Date du document : 26/06/2025
Date de mise en ligne : 17/07/2025
Bien qu’il n’existe pas de seuil réglementaire européen ni de recommandation en matière de taux de leucocytes résiduels pour le plasma pour fractionnement (PPF) destiné à la fabrication de médicaments dérivés du plasma (MDP), la France recommande depuis 1998 une étape de déleucocytation (ou leucoréduction) exigeant un taux de leucocytes résiduels inférieur à 1,0 x 106 par litre, pour au moins 90% de la production. La raison de cette mesure est en lien avec le tropisme électif des prions responsables de la forme variante de la maladie de Creutzfeldt-Jakob (vMCJ) pour le système lymphoïde. La déleucocytation des PPF est estimée réduire leur infectiosité vis-à-vis des prions d’un facteur compris entre 0,3 et 1 log10. En regard de ce bénéfice, la déleucocytation représente une contrainte importante pour les collecteurs de PPF, avec notamment un choix très limité de fournisseurs de machines d’aphérèse permettant de filtrer le plasma avec une telle performance, l’impossibilité d’utiliser des machines mobiles autorisant des collectes à distance des maisons de dons, une perte en matière première liée à l’étape de filtration et des surcoûts importants du PPF par rapport à la concurrence.
Le Haut Conseil de la santé publique (HCSP) a été saisi sur l’opportunité de faire évoluer cette exigence réglementaire sans compromettre la sécurité sanitaire par rapport au risque prion.
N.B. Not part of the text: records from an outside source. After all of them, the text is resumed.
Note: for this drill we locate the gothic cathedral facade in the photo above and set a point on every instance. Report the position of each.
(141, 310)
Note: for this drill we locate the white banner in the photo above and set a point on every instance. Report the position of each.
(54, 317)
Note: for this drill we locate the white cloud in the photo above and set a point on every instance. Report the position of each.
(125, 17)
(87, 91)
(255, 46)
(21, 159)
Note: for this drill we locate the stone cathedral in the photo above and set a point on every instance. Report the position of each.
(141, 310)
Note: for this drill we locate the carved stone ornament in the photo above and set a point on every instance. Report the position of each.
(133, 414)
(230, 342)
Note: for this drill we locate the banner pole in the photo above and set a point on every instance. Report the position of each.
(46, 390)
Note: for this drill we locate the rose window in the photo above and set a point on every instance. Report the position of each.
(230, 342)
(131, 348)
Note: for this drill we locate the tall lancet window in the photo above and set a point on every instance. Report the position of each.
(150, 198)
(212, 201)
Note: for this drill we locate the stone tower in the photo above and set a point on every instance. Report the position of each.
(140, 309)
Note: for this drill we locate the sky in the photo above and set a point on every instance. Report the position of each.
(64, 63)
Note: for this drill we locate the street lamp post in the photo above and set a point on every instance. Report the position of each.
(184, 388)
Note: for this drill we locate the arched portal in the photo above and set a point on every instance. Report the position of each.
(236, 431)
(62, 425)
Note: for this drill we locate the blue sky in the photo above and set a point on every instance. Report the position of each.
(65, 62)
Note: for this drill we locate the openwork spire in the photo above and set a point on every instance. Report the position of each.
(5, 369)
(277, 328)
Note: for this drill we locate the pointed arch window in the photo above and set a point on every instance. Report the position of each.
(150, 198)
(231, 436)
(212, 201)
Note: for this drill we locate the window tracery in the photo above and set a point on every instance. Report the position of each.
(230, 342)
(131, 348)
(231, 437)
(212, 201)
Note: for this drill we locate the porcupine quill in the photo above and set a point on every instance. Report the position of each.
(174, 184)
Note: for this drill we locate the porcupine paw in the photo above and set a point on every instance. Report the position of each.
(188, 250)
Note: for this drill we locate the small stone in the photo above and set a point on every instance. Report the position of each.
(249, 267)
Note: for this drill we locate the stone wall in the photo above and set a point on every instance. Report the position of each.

Pour étayer son avis, le HCSP a réuni un groupe de travail comportant, outre des représentants de l’Agence Nationale de Sécurité du Médicament et des produits de santé (ANSM), de l’Etablissement Français du sang (EFS) et du Laboratoire Français de Fractionnement et des Biotechnologies (LFB), un panel de spécialistes des maladies à prions. Les éléments qui ont été analysés pour fonder cet avis reposent sur des considérations épidémiologiques concernant la « queue épidémique » de l’épisode de vMCJ, sur une analyse bénéfice-risque de la suppression de l’étape de déleucocytation, sur une étude critique de l’efficacité des méthodes alternatives revendiquées par le LFB pour inactiver les prions, sur un travail de modélisation probabiliste conduit au sein du groupe de travail pour évaluer l’impact sécuritaire de la suppression de l’étape de déleucocytation dans la fabrication des PPF, sur une étude conduite en Grande-Bretagne ayant conduit à réintégrer les donneurs britanniques pour la confection des immunoglobulines et enfin sur l’enjeu de santé publique représenté par le projet national « Ambition plasma » destiné à accroître l’autonomie sanitaire de la France et de l’Europe en matière de production de MDP et notamment d’immunoglobulines.
Au vu de tous ces éléments, le HCSP se prononce sur l’opportunité de supprimer l’étape de déleucocytation lors de la fabrication des 14 MDP fabriqués par le LFB dont le seuil d’infectiosité résiduelle pour les prions, en situation de scénario du pire, est considéré comme négligeable car en dessous du seuil de 0,01 doses infectieuses 50% pour chaque administration de produit.
Le HCSP recommande au final d’appliquer au PPF la norme européenne en vigueur pour le plasma frais congelé, soit un taux de leucocytes résiduels < 0,1 x 109 par litre pour au moins 90 % de la production. Le HCSP assortit cet avis de recommandations complémentaires visant (i) à utiliser de la part du LFB des approches méthodologiques en accord avec l’état des connaissances actuelles sur les prions pour l’évaluation des méthodes alternatives à la déleucocytation capables d’inactiver ces agents, (ii) à renforcer la vigilance épidémiologique vis-à-vis de la survenue de nouveaux cas de vMCJ ou de cas atypiques de maladies à prions, et (iii) à réévaluer tous les 3-4 ans la stratégie mentionnée dans l’avis pour s’assurer de sa pertinence. Par ailleurs, le HCSP rappelle le maintien des exigences actuelles de déleucocytation pour les produits sanguins labiles, y compris le plasma à usage thérapeutique, car cette mesure est la seule capable de réduire un risque prion résiduel dans ces produits.